I have to agree with barrister2b on the topic of people reading up on a subject before commenting on the subject. As regards the idea of transferring to being a solicitor and then gaining rights of audience and jumping back to the bar.

That is the idea that I appear to be heading towards myself at the moment and my the senior solicitor where i work is agreeing with. Is the idea slightly on the crazy side. Of course it is but then again so is joining a profession where three quarters of those whom pass the first stage (the bvc) never will not get a pupillage. Now that we have established that we are all crazy in this situation we must look to the future.

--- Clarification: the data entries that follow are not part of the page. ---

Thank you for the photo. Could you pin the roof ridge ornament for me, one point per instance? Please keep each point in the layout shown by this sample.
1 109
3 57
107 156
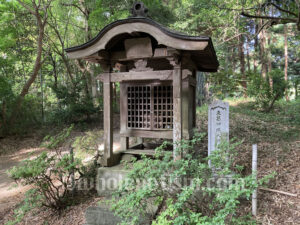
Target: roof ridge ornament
139 10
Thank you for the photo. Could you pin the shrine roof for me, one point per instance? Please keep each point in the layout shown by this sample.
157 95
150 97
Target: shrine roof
200 47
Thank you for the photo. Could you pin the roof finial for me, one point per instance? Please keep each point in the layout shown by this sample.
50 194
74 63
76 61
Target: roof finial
139 10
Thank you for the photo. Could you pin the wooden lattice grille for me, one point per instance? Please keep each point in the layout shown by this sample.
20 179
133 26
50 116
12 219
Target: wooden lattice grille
139 106
163 107
150 106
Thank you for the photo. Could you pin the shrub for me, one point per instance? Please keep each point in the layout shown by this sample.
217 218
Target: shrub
51 177
199 201
50 173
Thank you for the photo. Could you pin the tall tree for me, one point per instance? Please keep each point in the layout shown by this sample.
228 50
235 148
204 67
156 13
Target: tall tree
286 59
40 12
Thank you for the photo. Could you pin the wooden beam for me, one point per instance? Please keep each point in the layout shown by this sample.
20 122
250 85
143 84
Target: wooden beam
145 75
167 134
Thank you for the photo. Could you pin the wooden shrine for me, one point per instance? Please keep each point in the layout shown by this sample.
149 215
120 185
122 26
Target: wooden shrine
156 69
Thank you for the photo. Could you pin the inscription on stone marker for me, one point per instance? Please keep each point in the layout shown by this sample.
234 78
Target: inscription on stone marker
218 124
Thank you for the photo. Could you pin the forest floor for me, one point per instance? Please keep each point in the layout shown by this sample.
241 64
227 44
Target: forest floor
276 133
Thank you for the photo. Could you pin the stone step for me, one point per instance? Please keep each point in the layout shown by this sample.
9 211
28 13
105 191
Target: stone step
100 216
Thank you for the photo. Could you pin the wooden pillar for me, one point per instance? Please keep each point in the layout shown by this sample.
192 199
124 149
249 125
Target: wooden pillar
124 141
177 109
109 159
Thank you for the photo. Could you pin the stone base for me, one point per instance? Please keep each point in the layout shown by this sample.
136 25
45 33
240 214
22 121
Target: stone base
112 161
100 216
108 179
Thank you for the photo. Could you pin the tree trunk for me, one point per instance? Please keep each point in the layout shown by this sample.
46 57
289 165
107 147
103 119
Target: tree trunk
286 60
3 126
37 64
248 54
255 51
269 57
242 64
262 52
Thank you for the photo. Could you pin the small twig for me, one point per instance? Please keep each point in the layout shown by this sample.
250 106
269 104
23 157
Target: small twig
279 192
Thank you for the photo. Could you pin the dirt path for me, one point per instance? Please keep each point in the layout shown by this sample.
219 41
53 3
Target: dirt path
10 194
14 151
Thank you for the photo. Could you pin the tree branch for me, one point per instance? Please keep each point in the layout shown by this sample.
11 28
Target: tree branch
269 17
27 7
281 9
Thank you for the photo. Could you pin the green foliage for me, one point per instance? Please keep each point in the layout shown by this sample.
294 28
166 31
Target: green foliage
74 103
265 94
55 141
200 202
87 145
225 84
32 200
50 173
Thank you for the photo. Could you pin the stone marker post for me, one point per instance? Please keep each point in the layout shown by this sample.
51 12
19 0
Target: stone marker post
218 124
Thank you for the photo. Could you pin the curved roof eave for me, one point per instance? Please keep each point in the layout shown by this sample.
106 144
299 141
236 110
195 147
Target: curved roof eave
139 24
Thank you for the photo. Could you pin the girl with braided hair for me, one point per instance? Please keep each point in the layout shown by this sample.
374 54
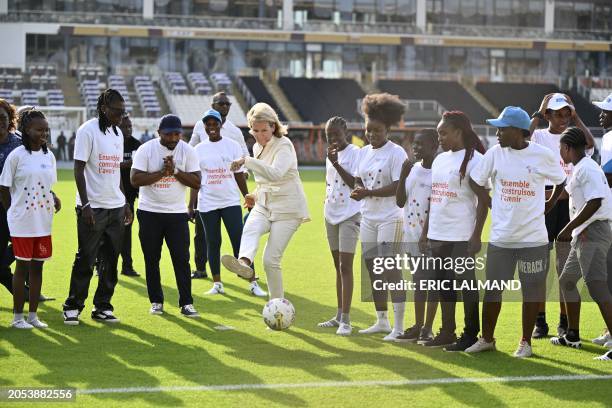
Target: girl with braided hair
376 179
454 225
25 190
590 205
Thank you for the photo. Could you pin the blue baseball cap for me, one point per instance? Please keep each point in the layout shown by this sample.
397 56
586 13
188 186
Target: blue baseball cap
211 113
512 116
170 123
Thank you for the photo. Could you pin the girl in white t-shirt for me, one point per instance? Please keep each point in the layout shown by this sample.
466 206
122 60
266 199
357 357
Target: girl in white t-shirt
413 195
376 181
25 189
342 217
454 226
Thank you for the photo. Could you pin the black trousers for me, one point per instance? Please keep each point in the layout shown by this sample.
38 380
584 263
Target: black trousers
108 228
448 298
154 228
200 256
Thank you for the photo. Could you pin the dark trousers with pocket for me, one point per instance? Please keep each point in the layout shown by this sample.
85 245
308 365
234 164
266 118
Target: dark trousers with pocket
232 218
108 228
200 255
154 228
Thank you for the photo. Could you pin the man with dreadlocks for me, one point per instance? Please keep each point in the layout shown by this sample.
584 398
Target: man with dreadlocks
101 208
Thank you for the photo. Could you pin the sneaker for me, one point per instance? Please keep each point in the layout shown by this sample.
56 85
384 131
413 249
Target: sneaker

In my situation I have passed the BVC and been called to the bar. No pupillage in sight. I have worked for 6 months in a solicitors. I have 4 years left to get a pupillage. In attempting to gain a pupillage i need legal experience with as much advocacy as possilbe. If i happen to be carrying that on for 2 years in 3 areas of law then i qualify for the Law Society's 2 years of required experience to become a solicitor and only need to pass some exams.

My thought is that if this is still heading me in the direction of pupillage and the only difference is some exams then why not take the opportunity and add being a solicitor to the CV, it can not make the cv any worse. In the worst case that you do not gain pupillage then at least you are still a lawyer.

For those that are not sure that this route is real the I can refer you to th Qualified Lawyers Transfer Regulations 1990. regulation 6 is the one you would use if you are called to the Bar in England. They are available at http://www.sra.org.uk/solicitors/qltt.page.

Training Contracts for Solicitors said...

Qualified lawyers from overseas jurisdictions may be eligible to transfer to the roll of solicitors of England and Wales under the Qualified Lawyers Transfer Regulations 1990.

Applicants from most jurisdictions are required to complete successfully the Qualified Lawyers Transfer Test, if they meet the eligibility criteria.